Abstract. Thermal cameras are increasingly used in many photogrammetric and computer vision tasks. Nowadays it is possible to detect and recognize objects in infrared images, to solve such tasks as pedestrian detection (Huckridge et al., 2016), security applications, and autonomous driving (Wenbin, Li et al., 2017). Nevertheless, some tasks that are easily solved in the visible range data are still challenging to achieve in the infrared range. Reconstruction of a 3D object model from infrared images is challenging due to the low contrast of the original infrared image, noise of the sensor, and the absence of feature points on the image. Nevertheless, thermal cameras have their advantages, which make them popular for solving practical problems. Firstly, thermal cameras can be used in degraded environments (smoke, fog, precipitation, low light conditions). Secondly, infrared images can be fused with color images (Gao et al., 2013) to increases the system’s performance.

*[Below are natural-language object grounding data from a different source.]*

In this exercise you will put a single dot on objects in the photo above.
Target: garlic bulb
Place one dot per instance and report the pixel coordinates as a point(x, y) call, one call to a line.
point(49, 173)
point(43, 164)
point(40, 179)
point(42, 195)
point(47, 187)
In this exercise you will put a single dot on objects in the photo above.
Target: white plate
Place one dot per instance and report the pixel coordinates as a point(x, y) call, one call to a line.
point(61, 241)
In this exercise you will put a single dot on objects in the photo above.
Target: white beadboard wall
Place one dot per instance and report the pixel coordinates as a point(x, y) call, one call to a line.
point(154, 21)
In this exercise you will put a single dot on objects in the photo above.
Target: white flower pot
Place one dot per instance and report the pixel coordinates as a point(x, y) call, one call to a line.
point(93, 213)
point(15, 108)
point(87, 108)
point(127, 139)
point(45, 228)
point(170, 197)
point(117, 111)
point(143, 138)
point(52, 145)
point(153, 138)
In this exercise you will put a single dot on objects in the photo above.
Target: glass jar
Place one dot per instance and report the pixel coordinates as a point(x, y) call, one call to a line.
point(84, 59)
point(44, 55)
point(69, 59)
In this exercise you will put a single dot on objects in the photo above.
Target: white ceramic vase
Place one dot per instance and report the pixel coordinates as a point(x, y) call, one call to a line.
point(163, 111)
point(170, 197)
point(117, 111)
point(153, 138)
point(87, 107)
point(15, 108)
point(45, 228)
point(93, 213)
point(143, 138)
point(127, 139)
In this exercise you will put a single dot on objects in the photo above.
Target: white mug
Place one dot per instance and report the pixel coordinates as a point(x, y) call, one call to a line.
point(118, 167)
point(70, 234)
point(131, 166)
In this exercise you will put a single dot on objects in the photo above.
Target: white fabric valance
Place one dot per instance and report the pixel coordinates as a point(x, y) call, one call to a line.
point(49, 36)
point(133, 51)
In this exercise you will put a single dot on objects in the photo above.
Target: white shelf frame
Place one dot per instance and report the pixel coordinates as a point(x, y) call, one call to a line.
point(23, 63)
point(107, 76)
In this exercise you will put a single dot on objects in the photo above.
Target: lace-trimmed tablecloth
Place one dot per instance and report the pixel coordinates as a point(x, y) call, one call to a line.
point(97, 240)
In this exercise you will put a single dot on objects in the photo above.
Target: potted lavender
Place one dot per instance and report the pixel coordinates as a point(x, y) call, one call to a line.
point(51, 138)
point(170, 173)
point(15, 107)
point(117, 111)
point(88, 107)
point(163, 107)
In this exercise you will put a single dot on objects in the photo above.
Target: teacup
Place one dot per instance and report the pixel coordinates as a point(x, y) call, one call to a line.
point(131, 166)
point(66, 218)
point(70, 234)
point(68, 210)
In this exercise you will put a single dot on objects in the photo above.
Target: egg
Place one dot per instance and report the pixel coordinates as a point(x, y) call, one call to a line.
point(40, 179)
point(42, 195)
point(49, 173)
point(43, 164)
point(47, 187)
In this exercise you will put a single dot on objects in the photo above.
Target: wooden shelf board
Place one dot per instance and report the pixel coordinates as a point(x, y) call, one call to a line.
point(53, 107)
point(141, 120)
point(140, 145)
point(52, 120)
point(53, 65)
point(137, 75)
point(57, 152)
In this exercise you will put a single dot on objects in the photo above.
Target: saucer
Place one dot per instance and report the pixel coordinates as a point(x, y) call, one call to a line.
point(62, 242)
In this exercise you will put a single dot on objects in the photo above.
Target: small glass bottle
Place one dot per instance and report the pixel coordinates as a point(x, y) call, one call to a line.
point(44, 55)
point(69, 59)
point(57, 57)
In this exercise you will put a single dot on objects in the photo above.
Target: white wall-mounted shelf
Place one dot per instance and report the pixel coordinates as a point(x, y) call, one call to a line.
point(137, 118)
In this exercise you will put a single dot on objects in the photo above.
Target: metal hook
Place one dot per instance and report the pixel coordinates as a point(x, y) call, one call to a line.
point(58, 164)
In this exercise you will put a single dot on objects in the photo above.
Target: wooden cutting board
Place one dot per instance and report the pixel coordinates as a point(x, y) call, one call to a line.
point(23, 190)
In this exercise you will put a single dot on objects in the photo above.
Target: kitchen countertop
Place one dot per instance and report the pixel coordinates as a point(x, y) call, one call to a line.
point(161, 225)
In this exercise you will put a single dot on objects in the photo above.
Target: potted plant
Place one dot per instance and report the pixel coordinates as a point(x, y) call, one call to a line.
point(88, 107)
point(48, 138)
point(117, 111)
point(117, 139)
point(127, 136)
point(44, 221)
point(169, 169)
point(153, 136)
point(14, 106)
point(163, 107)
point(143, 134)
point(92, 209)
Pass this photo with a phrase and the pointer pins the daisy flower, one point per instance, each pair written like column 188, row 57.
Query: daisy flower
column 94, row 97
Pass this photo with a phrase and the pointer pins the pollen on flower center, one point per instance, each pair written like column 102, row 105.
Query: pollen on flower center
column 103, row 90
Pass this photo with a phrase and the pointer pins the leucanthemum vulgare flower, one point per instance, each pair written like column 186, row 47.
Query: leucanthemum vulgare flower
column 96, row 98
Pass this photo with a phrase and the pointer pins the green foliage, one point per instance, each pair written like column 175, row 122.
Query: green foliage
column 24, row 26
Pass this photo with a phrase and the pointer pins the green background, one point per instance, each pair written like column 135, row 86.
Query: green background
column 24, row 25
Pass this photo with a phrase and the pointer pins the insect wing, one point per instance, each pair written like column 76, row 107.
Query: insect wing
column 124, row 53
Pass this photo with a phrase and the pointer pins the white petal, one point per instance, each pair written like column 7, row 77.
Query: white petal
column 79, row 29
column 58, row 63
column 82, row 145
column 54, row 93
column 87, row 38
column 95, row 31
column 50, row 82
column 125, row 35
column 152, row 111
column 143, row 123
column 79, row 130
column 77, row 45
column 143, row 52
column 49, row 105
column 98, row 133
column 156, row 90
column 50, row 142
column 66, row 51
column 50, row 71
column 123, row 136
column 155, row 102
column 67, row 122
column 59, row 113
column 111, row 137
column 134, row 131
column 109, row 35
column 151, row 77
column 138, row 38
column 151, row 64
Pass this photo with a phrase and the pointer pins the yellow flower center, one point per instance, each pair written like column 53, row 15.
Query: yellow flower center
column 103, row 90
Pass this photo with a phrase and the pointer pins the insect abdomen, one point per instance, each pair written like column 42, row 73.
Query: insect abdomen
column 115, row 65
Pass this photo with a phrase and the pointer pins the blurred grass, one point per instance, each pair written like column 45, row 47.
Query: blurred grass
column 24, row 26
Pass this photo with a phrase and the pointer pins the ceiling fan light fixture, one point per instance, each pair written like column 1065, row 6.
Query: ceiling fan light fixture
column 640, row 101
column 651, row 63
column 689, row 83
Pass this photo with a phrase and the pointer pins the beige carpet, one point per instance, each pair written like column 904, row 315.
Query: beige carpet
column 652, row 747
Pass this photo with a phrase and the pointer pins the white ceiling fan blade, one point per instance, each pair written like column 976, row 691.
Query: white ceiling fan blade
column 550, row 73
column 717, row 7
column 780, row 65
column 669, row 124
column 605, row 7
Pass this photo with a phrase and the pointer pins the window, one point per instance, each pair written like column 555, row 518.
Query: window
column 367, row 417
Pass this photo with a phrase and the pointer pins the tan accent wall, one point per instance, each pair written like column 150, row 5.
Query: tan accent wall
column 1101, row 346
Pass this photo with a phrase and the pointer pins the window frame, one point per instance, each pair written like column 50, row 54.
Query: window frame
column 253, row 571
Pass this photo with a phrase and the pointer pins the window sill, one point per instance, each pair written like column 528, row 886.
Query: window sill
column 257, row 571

This paper is focused on the evaluation of accuracy of 3D object reconstruction from thermal images. The evaluation of the accuracy is threefold. Firstly, we train four stereo matching methods (CAE, LF-Net, SURF, and SIFT) on the MVSIR dataset (Knyaz et al., 2017) and our new ThermalPatches dataset. We used two RTX 2080 Ti GPUs and the PyTorch library for the training. Secondly, we evaluate the matching score for the selected methods. Finally, we perform 3D object reconstruction using the SfM (Remondino et al., 2014) approach and matches for each method. We compare the object space accuracy of the resulting surfaces to the ground-truth 3D models generated with a structured light 3D scanner.